A taxa estimada de sobrevida livre de recidiva aos 12 meses foi idêntica entre os grupos avaliados, com 88% tanto na abordagem padrão quanto na estratégia neoadjuvante. No acompanhamento de 18 meses, porém, surgiu uma diferença que chamou atenção dos pesquisadores. O grupo tratado com mitomicina C antes da cirurgia alcançou 88% de sobrevida livre de recorrência, enquanto o grupo controle ficou em 71%.

Segundo o pesquisador Roberto Contieri, responsável pela apresentação dos dados, essa diferença sugere a possibilidade de um efeito tardio do tratamento prévio, embora o estudo não tenha demonstrado significância estatística.

Detalhes do Ensaio Clínico

O estudo foi conduzido em centro único, de forma randomizada e aberta, e incluiu 63 pacientes com tumores primários ou recorrentes classificados como NMIBC. Os participantes não haviam recebido terapia intravesical adjuvante anteriormente e apresentavam ao menos um tumor maior que 1 centímetro. Também precisavam manter estado geral preservado e exame de urina sem sinais de infecção.

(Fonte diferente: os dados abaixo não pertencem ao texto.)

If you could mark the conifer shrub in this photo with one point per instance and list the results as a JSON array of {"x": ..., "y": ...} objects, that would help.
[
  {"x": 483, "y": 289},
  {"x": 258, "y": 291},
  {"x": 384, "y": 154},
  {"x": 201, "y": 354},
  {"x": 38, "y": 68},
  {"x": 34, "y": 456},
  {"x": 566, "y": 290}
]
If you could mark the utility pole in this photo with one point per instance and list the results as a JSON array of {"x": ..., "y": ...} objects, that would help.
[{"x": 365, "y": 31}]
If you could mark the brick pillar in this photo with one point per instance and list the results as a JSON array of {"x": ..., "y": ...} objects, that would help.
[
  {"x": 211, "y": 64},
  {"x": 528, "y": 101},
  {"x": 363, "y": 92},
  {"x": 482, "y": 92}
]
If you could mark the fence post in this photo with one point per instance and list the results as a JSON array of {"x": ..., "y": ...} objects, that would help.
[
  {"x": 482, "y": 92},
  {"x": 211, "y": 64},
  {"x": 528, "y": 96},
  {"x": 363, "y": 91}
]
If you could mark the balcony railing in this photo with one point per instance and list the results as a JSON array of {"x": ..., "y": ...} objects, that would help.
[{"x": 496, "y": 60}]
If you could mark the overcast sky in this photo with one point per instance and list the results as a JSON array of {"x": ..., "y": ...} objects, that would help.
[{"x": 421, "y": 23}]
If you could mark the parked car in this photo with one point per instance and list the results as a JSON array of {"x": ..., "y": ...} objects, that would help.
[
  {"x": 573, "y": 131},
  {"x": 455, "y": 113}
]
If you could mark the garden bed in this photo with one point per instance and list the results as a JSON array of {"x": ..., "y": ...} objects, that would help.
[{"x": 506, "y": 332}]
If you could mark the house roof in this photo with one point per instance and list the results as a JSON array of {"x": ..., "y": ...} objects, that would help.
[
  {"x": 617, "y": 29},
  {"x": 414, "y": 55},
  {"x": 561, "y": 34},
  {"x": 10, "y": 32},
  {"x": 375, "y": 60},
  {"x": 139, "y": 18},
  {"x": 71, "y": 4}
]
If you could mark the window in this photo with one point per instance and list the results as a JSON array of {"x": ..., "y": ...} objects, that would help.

Os pacientes foram distribuídos entre o grupo que recebeu mitomicina C antes da cirurgia e o grupo submetido apenas ao tratamento padrão. No protocolo experimental, dois instilamentos foram realizados: o primeiro 14 dias antes da ressecção e o segundo sete dias antes do procedimento. Após a cirurgia, ambos os grupos seguiram recomendações de terapia adjuvante conforme diretrizes da European Association of Urology. O seguimento incluiu cistoscopias periódicas a partir de três meses.

O desfecho primário do estudo foi a avaliação da sobrevida livre de recorrência nos períodos de 12 e 18 meses. A análise secundária examinou segurança, características histológicas e possíveis diferenças entre biópsias prévias e amostras obtidas na cirurgia. Um estudo de sensibilidade também foi conduzido com pacientes que receberam terapia adjuvante com BCG ou mitomicina C.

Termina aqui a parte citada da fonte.